Scientists believe these hypothetical particles may also exist today as thermal relics. In the new study, the team assumed that in the fractions of a second after the Big Bang, the plasma underwent a phase transition similar to what happens now when matter moves from one state to another, such as when bubbles of water vapor form in a pot of boiling water, or steam cools down to form water droplets.
In this scenario, bubbles of cooled plasma formed abruptly in the boiling soup of the early universe. These bubbles expanded and merged until the whole universe transitioned to a new phase.
"As these droplets expanded throughout the universe, they acted like filters that sifted dark matter particles out of the plasma," Long said. "In this way, the amount of dark matter that we measure in the universe today is a direct result of this filtration in the first fractions of a second after the Big Bang."
The walls of these bubbles would become barriers. Only dark matter particles with large masses would have enough energy to pass through to the other side inside the expanding bubbles and escaping the Wild West that annihilated lighter particles. This would filter out lower mass dark matter particles and could explain the abundance of dark matter observed today.
The search continues
One of the leading candidates for dark matter are Weakly Interacting Massive Particles, or WIMPs. These hypothetical particles would weigh 10 to 100 times more than protons, but they would interact with matter only through two of the fundamental forces of nature: gravity and the nuclear weak force. Passing like specters through the universe, they could account for the missing dark matter astronomers, such as Zwicky, first noticed almost a century ago.
The search for WIMPs drove physicists to build enormous state-of-the-art detectors deep underground. But despite decades of searching for the elusive particles, none have been found. This led scientists in recent years to look for other dark matter particle contenders that are either lighter or heavier than WIMPs.
"One exciting aspect about the idea [of our research] is that it works for dark matter particles that are much heavier than most other candidates, such as the famous [WIMPs], on which most experimental searches in the past were focused," Kopp, a coauthor of the paper], said in an interview. "Our work, therefore, motivates the extension of dark matter searches towards heavier masses."
Their work could also open up the search for dark matter to other future projects such as the Laser Interferometer Space Antenna (LISA), a constellation of space probes spanning millions of miles designed to detect the ripples of gravitational waves through space.
If the cosmic bubbles envisioned by Long and colleagues were present during the early universe, they may have left a detectable fingerprint through gravitational waves, Long said. It's possible some fraction of the energy created by two bubble walls colliding would produce gravitational waves detectable by future experiments.
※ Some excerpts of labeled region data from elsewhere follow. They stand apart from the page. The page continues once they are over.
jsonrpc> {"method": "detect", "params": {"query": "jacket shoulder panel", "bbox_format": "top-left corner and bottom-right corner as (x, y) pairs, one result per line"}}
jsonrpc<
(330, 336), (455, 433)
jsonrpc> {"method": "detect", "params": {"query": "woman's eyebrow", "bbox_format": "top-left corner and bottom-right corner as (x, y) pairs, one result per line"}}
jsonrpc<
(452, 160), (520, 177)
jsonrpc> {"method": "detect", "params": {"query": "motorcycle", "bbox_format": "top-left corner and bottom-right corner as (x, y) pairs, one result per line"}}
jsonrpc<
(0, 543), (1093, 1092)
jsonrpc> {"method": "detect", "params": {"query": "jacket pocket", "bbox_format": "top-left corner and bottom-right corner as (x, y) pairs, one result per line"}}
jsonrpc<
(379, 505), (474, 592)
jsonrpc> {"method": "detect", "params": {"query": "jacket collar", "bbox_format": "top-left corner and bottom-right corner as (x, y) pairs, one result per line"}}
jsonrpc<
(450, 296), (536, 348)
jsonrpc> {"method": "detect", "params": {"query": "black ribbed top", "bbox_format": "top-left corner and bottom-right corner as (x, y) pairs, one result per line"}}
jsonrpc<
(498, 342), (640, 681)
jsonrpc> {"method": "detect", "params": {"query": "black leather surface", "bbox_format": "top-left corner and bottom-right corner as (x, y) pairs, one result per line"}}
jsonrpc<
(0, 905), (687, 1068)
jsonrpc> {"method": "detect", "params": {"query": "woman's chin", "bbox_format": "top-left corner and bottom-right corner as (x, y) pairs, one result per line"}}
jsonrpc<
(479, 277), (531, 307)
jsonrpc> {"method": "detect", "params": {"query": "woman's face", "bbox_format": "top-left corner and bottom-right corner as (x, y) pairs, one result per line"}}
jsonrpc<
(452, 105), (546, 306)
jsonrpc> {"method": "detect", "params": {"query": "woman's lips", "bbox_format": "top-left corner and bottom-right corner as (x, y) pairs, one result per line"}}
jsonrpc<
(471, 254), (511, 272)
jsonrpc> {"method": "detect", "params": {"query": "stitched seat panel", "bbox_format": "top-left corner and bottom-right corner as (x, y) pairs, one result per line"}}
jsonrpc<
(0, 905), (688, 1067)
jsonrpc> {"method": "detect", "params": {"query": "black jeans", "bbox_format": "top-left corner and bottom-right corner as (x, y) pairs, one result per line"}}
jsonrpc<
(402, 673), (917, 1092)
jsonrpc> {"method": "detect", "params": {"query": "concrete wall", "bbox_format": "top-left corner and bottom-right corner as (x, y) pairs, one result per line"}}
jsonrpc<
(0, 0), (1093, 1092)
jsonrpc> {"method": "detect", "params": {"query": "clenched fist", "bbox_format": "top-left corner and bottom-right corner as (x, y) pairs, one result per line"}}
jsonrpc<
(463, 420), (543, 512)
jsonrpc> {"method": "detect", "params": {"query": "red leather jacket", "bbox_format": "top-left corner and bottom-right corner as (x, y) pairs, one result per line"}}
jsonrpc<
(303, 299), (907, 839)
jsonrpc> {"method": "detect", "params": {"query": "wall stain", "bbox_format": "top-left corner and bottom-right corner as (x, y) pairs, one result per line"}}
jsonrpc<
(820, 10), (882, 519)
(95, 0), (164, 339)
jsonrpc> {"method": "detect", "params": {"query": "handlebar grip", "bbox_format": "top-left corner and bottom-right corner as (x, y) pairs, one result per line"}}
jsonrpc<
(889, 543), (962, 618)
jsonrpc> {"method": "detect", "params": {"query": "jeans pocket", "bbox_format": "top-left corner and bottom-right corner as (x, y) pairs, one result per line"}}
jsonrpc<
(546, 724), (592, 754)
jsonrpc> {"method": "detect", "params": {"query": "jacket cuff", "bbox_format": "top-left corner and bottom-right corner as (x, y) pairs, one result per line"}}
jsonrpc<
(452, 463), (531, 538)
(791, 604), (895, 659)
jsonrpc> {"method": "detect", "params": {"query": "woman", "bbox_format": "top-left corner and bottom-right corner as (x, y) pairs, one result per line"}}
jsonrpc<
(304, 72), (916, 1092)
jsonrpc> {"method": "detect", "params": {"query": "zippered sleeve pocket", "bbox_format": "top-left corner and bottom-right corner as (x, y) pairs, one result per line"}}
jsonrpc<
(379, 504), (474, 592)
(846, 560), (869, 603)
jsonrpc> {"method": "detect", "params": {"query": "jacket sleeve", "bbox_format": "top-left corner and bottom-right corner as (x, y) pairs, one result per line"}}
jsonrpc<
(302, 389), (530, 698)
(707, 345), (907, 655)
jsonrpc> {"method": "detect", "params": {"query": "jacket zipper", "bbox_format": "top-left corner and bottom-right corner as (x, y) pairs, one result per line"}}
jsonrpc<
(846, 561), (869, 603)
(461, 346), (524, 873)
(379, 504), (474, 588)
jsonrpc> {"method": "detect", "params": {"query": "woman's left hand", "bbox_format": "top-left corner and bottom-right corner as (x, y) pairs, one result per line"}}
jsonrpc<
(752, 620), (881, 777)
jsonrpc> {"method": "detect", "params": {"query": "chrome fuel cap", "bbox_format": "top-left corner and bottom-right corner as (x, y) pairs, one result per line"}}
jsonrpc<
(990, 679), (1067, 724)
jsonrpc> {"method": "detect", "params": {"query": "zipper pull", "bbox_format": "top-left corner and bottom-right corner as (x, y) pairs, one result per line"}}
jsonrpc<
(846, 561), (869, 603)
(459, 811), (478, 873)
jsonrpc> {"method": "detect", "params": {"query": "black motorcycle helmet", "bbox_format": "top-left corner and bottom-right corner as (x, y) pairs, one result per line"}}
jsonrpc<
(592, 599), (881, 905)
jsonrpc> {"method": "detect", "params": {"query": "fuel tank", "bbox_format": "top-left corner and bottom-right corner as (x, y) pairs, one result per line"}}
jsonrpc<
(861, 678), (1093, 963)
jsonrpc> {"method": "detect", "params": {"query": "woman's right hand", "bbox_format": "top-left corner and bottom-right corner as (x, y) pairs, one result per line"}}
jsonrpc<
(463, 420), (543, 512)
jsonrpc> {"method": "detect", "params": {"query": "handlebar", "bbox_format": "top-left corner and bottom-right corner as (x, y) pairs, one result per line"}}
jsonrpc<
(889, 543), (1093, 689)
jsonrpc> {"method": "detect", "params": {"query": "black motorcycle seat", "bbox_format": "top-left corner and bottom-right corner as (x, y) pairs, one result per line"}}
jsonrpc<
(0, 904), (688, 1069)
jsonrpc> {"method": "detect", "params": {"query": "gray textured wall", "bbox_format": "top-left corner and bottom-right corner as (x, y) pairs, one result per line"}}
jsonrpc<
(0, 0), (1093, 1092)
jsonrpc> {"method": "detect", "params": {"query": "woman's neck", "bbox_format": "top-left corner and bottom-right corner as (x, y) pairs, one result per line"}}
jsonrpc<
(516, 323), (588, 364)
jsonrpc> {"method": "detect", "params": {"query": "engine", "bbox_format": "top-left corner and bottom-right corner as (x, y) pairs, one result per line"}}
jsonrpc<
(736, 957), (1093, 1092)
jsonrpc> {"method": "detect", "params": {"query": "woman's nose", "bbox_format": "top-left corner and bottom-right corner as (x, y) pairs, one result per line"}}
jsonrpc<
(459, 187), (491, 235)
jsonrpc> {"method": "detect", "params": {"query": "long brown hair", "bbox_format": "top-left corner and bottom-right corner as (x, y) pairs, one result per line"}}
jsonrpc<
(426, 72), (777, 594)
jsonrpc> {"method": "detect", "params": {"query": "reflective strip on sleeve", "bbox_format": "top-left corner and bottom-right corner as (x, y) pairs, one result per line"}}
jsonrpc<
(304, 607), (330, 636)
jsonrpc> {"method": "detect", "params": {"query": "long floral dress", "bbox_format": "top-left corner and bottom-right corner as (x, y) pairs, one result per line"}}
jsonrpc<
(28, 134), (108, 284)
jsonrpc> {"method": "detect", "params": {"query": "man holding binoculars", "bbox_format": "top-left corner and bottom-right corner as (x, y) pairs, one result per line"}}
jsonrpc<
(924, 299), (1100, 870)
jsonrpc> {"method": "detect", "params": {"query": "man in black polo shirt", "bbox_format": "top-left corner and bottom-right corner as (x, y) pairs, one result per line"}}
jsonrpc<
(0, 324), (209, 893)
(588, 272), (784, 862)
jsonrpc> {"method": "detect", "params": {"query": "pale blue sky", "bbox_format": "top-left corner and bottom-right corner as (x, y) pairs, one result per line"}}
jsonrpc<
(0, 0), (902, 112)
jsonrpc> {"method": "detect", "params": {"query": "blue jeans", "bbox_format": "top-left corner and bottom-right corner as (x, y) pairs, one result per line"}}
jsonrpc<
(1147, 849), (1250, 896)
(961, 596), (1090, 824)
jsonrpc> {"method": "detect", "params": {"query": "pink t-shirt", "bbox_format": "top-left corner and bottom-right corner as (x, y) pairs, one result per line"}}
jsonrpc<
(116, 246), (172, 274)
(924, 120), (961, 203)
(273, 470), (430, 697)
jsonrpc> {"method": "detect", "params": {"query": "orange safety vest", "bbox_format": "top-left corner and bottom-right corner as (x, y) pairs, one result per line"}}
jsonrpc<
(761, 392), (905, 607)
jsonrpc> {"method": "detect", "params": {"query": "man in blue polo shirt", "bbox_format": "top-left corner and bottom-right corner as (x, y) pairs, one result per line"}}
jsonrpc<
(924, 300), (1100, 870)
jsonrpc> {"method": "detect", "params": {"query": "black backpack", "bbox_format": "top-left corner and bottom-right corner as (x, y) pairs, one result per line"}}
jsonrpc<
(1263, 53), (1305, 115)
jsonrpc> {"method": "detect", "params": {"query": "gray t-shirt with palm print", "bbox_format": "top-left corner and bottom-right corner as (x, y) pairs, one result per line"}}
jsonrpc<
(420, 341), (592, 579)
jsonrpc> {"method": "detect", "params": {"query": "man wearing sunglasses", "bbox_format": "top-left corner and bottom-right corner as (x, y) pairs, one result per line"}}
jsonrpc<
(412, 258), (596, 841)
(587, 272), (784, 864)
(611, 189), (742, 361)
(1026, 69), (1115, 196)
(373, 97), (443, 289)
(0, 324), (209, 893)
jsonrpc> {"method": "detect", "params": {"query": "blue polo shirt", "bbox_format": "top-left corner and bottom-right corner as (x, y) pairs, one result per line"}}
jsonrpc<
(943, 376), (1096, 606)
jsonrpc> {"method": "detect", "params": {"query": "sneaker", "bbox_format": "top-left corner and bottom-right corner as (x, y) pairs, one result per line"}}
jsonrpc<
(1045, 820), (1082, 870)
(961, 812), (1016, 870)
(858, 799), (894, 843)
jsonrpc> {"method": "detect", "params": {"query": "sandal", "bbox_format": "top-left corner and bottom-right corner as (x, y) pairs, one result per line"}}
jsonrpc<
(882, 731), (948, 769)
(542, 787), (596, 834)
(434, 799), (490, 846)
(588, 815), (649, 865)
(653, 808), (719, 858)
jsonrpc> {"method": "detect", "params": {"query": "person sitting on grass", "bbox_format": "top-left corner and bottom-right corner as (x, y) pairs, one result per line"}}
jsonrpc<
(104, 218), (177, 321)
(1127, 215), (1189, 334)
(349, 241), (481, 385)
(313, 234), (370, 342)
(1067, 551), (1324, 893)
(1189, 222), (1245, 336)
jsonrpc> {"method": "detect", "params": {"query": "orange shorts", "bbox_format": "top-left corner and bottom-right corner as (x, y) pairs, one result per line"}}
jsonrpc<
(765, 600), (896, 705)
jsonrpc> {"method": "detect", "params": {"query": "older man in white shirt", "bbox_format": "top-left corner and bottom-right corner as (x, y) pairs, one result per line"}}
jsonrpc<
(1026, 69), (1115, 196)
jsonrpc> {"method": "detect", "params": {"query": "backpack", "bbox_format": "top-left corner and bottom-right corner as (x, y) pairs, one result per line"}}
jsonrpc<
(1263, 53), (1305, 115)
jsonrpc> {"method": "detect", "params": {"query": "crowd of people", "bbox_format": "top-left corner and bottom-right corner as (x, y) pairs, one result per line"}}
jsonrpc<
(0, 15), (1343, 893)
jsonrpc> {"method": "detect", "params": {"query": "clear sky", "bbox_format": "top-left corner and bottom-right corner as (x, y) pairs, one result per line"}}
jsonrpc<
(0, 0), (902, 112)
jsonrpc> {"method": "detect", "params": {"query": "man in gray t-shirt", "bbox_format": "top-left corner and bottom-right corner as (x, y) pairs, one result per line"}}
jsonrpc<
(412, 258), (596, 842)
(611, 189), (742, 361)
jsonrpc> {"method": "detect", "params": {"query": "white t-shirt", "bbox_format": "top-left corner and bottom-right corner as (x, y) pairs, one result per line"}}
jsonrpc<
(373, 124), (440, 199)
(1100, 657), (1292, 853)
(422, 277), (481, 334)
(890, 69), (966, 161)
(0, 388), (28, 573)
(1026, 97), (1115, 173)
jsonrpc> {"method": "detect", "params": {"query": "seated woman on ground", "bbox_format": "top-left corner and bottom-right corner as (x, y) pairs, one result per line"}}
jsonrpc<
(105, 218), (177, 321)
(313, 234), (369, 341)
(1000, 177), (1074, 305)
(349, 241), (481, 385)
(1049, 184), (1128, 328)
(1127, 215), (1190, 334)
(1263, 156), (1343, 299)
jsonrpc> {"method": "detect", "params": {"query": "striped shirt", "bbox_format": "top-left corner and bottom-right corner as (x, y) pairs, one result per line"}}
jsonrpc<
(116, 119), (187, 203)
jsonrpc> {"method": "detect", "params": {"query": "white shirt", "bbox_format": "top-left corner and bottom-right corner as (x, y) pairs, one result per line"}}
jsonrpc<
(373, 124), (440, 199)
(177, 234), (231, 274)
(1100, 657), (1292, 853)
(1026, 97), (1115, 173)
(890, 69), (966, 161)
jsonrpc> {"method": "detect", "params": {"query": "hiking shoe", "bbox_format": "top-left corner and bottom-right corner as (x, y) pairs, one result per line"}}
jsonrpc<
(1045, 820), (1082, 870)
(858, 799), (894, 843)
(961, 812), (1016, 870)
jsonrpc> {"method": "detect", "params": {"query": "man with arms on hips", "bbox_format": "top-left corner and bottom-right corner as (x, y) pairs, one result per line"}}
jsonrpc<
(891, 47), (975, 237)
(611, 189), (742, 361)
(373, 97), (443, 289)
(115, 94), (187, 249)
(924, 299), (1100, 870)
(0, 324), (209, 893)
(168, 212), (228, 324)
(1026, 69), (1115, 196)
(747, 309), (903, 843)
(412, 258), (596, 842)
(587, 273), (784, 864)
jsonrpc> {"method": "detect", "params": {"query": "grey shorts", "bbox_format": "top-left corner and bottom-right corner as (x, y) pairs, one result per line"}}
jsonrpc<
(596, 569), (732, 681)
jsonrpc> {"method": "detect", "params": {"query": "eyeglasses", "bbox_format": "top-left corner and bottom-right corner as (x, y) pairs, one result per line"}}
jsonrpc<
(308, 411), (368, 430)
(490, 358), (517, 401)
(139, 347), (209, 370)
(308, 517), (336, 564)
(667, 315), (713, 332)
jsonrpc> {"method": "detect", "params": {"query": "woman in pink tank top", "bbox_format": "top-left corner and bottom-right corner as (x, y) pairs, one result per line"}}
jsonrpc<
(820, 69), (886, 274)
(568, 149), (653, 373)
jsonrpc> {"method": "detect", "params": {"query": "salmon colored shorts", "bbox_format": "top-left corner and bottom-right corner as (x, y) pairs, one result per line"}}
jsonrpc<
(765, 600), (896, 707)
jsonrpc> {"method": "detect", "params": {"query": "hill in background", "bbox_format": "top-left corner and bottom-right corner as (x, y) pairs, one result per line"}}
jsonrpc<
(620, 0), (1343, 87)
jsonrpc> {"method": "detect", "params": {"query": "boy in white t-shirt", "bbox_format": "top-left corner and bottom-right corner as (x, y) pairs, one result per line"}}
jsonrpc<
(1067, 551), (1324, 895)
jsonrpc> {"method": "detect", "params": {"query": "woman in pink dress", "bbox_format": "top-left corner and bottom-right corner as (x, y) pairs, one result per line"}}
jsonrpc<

The team plans to expand on their research to understand more about what happens when dark matter interacts with these bubble walls and what happens when bubbles collide. "We know dark matter is out there, but we don't know much else," Baker said. "If it's a new particle, then there's a good chance that we could actually detect it in a laboratory. We could then pin down its properties, like its mass and interactions, and learn something new and deep about the universe."